The dynamic response of the bicycle rider’s body to vertical, fore-and-aft, and lateral perturbations

Abstract

The objective of this study was to identify the dynamic response of the bicycle rider’s body during translational perturbations, in an effort to improve two-wheeler safety and comfort. A bicycle mock-up was equipped with sensors measuring three-dimensional seat and trunk accelerations and rider’s force responses at the seat, handlebars, and footpegs. The bicycle mock-up was driven by a hexapod motion platform that generated random noise perturbations in the range of 0–10 Hz. Twenty-four healthy male adults participated in this study.
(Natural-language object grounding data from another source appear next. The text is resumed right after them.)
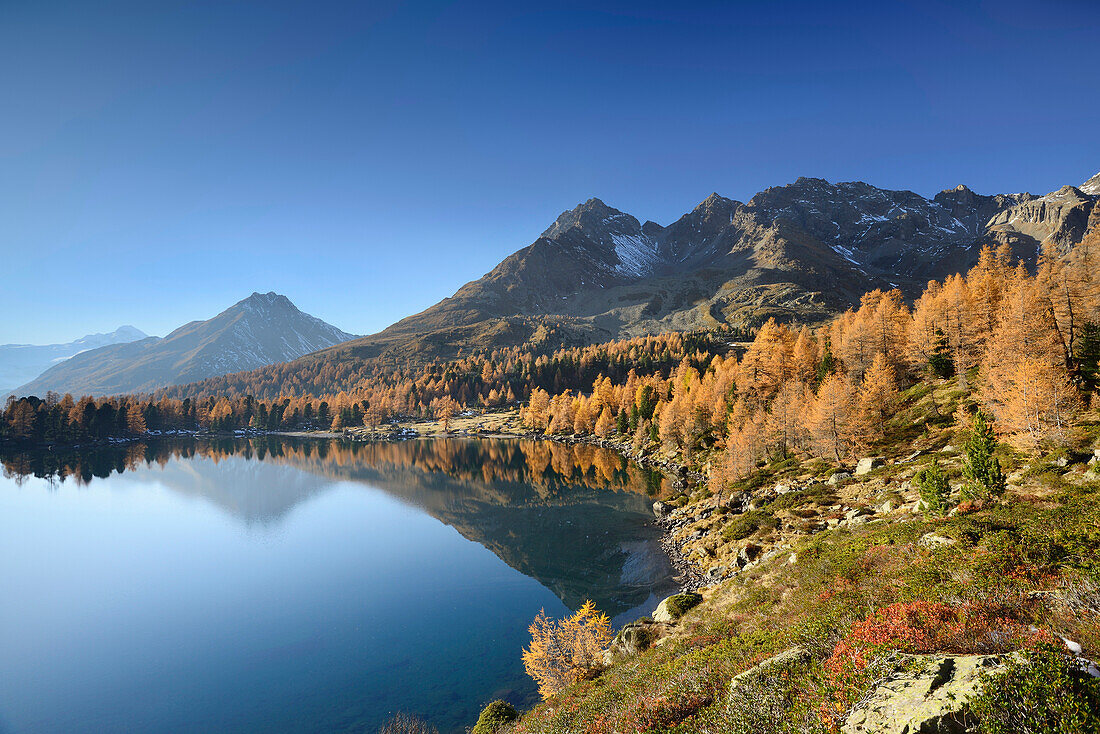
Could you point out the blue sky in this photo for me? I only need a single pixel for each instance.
(161, 161)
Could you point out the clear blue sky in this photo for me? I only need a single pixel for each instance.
(161, 161)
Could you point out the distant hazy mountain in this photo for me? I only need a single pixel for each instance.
(20, 363)
(260, 330)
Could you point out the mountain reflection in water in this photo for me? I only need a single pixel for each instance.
(576, 518)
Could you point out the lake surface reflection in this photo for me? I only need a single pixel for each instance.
(301, 585)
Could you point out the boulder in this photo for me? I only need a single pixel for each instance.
(924, 693)
(675, 606)
(633, 638)
(747, 555)
(856, 512)
(932, 540)
(867, 464)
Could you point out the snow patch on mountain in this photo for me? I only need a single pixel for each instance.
(637, 254)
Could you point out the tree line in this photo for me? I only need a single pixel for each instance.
(481, 380)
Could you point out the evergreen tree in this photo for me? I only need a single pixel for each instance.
(980, 468)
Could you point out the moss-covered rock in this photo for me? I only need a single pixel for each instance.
(495, 715)
(925, 693)
(675, 606)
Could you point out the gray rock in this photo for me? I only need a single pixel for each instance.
(932, 540)
(747, 555)
(633, 638)
(772, 666)
(856, 512)
(867, 464)
(924, 693)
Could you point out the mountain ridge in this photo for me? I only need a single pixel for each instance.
(21, 363)
(802, 251)
(256, 331)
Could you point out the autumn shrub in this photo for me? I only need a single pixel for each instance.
(916, 627)
(1042, 690)
(564, 652)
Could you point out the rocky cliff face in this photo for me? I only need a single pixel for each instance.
(1059, 218)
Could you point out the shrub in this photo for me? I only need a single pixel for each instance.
(679, 604)
(935, 491)
(562, 653)
(495, 715)
(917, 627)
(1040, 691)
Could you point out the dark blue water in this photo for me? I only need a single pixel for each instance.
(301, 588)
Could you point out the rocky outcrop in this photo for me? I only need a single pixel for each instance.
(924, 693)
(868, 464)
(1059, 218)
(633, 638)
(675, 606)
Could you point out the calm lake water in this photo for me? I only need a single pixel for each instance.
(273, 585)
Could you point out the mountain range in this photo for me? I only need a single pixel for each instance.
(801, 251)
(20, 363)
(260, 330)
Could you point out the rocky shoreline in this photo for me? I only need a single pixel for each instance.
(688, 576)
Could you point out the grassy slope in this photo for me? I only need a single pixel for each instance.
(1035, 554)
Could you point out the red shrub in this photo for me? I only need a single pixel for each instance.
(919, 627)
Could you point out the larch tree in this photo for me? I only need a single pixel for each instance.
(605, 424)
(832, 420)
(878, 395)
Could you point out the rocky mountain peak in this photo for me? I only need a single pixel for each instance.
(1091, 186)
(590, 216)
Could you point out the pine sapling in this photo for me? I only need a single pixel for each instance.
(980, 468)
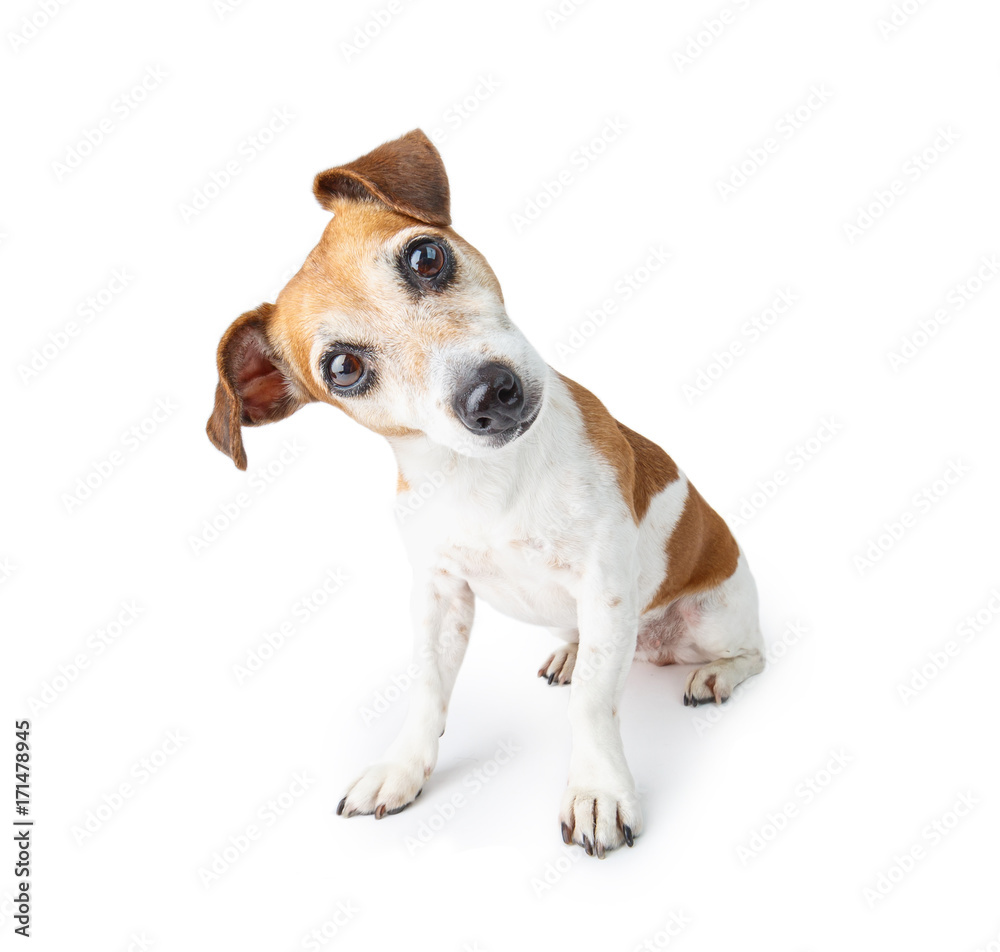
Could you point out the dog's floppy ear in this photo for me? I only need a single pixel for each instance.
(406, 174)
(253, 386)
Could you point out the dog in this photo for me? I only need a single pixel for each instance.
(542, 504)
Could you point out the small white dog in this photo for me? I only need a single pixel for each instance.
(544, 506)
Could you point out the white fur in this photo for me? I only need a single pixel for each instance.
(540, 530)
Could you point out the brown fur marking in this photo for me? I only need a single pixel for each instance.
(643, 469)
(701, 552)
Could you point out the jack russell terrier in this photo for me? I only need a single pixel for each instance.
(545, 505)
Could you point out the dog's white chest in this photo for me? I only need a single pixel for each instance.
(522, 577)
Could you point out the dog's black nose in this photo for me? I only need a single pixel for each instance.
(490, 399)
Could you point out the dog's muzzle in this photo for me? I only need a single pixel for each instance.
(490, 401)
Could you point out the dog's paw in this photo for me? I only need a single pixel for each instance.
(599, 820)
(559, 666)
(384, 789)
(709, 685)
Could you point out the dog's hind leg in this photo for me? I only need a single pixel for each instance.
(723, 628)
(558, 667)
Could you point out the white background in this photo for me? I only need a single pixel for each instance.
(536, 89)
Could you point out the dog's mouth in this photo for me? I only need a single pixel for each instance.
(519, 429)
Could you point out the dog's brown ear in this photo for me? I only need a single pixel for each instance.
(253, 388)
(406, 174)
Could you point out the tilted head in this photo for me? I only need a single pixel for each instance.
(393, 318)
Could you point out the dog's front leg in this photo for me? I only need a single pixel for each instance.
(600, 809)
(442, 613)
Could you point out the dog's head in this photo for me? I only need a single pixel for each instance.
(393, 318)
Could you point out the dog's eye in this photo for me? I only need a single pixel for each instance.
(426, 258)
(345, 370)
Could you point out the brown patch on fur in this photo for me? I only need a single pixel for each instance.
(701, 552)
(642, 467)
(406, 174)
(654, 470)
(254, 387)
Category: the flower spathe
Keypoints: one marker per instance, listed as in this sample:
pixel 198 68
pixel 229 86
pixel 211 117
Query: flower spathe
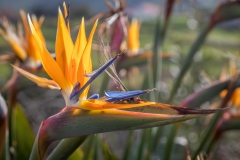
pixel 24 46
pixel 72 60
pixel 72 70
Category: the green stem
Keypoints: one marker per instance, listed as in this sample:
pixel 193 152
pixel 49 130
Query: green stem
pixel 66 147
pixel 188 61
pixel 208 133
pixel 128 145
pixel 170 141
pixel 141 145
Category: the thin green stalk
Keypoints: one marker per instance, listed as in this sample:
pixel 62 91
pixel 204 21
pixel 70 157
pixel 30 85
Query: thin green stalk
pixel 104 84
pixel 170 141
pixel 34 152
pixel 156 138
pixel 96 146
pixel 89 145
pixel 66 147
pixel 188 61
pixel 142 145
pixel 149 143
pixel 128 146
pixel 208 132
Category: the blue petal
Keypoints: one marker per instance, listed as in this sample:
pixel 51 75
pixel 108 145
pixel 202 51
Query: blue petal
pixel 94 96
pixel 117 95
pixel 74 96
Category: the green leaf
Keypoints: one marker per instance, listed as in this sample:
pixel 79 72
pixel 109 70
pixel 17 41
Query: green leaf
pixel 107 153
pixel 73 121
pixel 22 135
pixel 225 12
pixel 205 94
pixel 78 154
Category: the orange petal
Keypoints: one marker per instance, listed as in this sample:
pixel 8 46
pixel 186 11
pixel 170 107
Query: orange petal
pixel 94 104
pixel 49 64
pixel 85 65
pixel 25 23
pixel 79 47
pixel 42 82
pixel 18 50
pixel 38 29
pixel 133 36
pixel 64 45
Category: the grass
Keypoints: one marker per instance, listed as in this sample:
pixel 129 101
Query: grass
pixel 210 59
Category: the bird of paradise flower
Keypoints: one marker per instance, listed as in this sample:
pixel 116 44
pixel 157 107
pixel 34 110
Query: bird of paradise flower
pixel 71 73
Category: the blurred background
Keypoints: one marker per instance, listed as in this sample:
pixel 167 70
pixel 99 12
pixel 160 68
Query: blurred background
pixel 186 22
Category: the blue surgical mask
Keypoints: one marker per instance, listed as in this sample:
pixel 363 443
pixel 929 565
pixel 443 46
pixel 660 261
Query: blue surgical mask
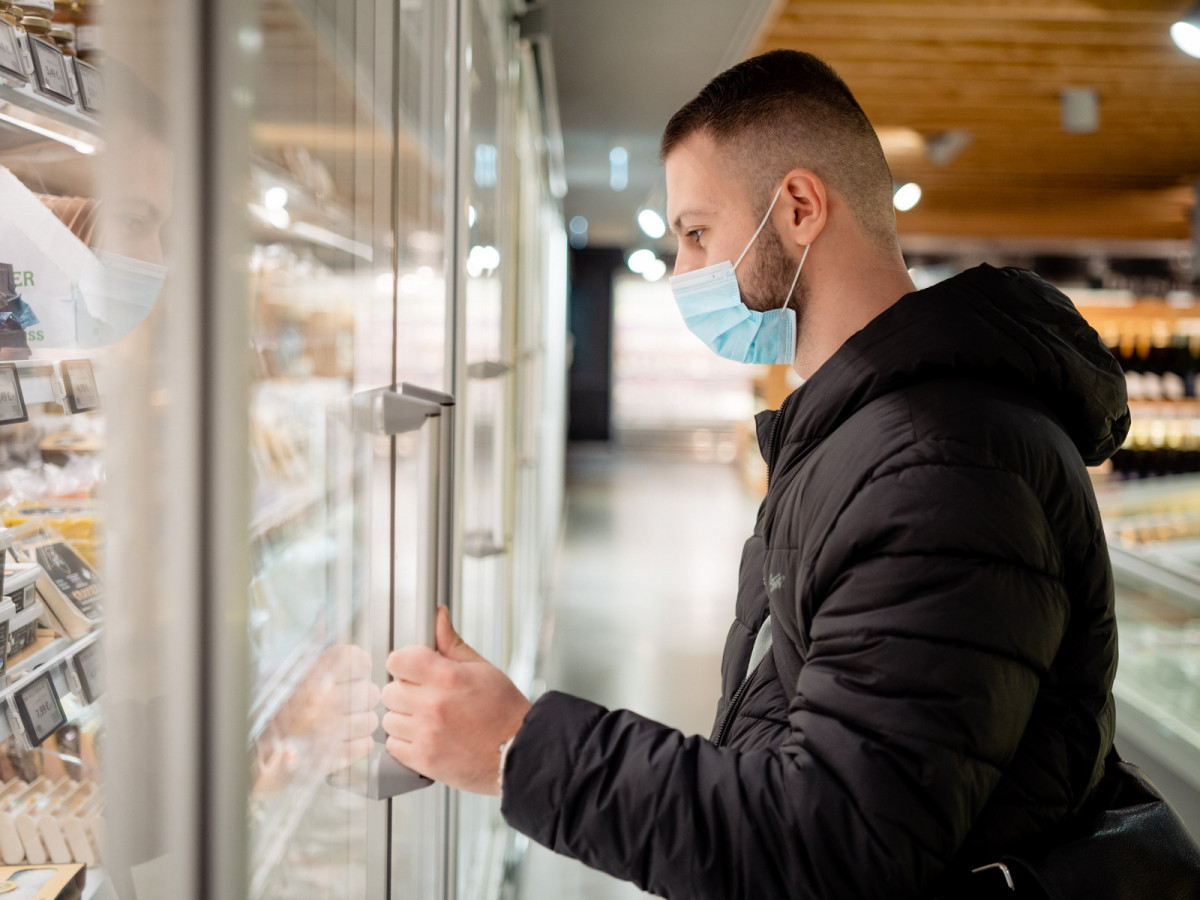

Responses are represented as frequency response functions capturing three-dimensional force interactions of the rider’s body at the seat, handlebars and footpegs in terms of apparent mass, and rider’s trunk motion (one-dimensional) as function of seat motion as seat-to-sternum transmissibility. Results showed that the vertical and longitudinal apparent mass for most of the bicycle interfaces followed the resonance of the seat-to-sternum transmissibility. A twice as high magnitude was observed at the resonance, although a more heavily damped system was apparent in the seat-to-sternum transmissibility. Resonant frequencies were considerably higher in the vertical direction compared to the longitudinal direction. Different dynamics were observed for the lateral measurements, where all magnitudes decreased after the base frequency, and no resonance was observed.